In Félix Dufour-Laperrière’s Archipelago, nameless characters, a man and a woman, talk to each other trying to prove their own existence to one another as sounds of running rivers, birds and the wind overlap their words. Are these characters real? Is the history they’re referring to? The viewer remains clueless, for this semi-fictional documentary never seems to be interested in providing answers. Maybe because they do not matter. Maybe because both Quebec and the islands on the St. Lawrence River, the actual subject of this film, are what they are because that’s what the people who live in that place make of them. Such is the idea that Archipelago‘s characters keep coming back to; people make places that make people who they are. One in the other, not as something that creates or is created but actually as something that engages simultaneously in both activities.

However, there seems to be more to these conversations than metaphysical ruminations. Man and woman, islands and river, nature and man, the possibilities are many, contemplating how as time passes the scars in that soil are getting deeper. For even if they might become a path for the water, in the grand scheme of things this same water will never be available to everyone. Archipelago‘s St. Lawrence becomes T.S. Eliot’s Thames, as “The nymphs are departed. / And their friends, the loitering heirs of city directors, / Departed, have left no addresses. / By the waters of Leman I sat down and wept… / Sweet Thames, run softly till I end my song, / Sweet Thames, run softly, for I speak not loud or long.” Like the Thames in Eliot’s The Waste Land, Dufour-Laperrière’s St. Lawrence is a place of beauty but stained with loneliness, for as history passes so does mankind, and both rivers are still running their water, now salty from all the tears shared within their banks.
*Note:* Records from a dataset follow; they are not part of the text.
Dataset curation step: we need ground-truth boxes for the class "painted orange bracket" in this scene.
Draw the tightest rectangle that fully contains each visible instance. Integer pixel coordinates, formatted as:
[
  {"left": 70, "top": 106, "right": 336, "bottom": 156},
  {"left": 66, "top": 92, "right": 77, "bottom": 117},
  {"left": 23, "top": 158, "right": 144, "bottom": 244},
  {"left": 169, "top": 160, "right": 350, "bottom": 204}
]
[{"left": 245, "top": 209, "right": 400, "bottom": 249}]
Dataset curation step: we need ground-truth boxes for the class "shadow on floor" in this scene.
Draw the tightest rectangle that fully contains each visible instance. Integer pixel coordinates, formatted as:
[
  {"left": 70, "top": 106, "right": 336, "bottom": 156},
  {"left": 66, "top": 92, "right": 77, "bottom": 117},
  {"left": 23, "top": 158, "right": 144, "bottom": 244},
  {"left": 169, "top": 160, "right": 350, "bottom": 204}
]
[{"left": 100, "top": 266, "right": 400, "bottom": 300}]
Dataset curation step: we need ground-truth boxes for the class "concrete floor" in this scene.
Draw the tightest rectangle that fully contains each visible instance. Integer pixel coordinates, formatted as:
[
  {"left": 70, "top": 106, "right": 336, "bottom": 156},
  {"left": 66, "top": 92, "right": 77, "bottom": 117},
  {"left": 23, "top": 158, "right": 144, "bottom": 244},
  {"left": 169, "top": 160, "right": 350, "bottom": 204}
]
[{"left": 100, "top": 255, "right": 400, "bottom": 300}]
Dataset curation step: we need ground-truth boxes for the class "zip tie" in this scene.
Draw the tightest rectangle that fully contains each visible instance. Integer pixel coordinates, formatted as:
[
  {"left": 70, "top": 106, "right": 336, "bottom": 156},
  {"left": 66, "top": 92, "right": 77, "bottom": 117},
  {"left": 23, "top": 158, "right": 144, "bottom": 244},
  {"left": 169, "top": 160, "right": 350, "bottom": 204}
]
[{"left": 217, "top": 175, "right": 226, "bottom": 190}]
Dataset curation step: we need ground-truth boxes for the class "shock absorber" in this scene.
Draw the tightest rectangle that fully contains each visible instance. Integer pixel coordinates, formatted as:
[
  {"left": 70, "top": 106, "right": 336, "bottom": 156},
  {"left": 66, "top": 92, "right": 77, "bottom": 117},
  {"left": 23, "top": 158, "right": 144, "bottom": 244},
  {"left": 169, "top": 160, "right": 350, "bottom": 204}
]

In Archipelago, many are the causes for those tears: heritage, colonialism, industrialization, pollution, and others. Many are also the films which have dealt with such topics before. Still, what sets Archipelago apart is how the film experiments with animation, poetry, and ethnography as it searches for a dreamy space in which to present its case; everything is moving however, and as time changes the velocity increases and man does not seem to be able to get a full picture of anything happening around him. There is always something going unnoticed, not being talked about, there never seems to be enough time to understand things and people for what and who they are. Hence it is as if they were not real.

The film begins with its two characters confronting each other on whether they are real, whether they exist or not, so it is only natural that at the end the same questions would reappear; the river runs but its water eventually comes back to the same place. It’s the eternal return many talk about. Perhaps it is always a matter of memory: things, people, and places do exist as long as they are remembered. Once again borrowing T.S. Eliot’s words: “What is that noise?” / The wind under the door. / “What is that noise now? What is the wind doing?” / Nothing again nothing. / “Do / “You know nothing? Do you see nothing? Do you remember / “Nothing?” / I remember / Those are pearls that were his eyes. / “Are you alive, or not? Is there nothing in your head?” There is always noise waiting to be heard.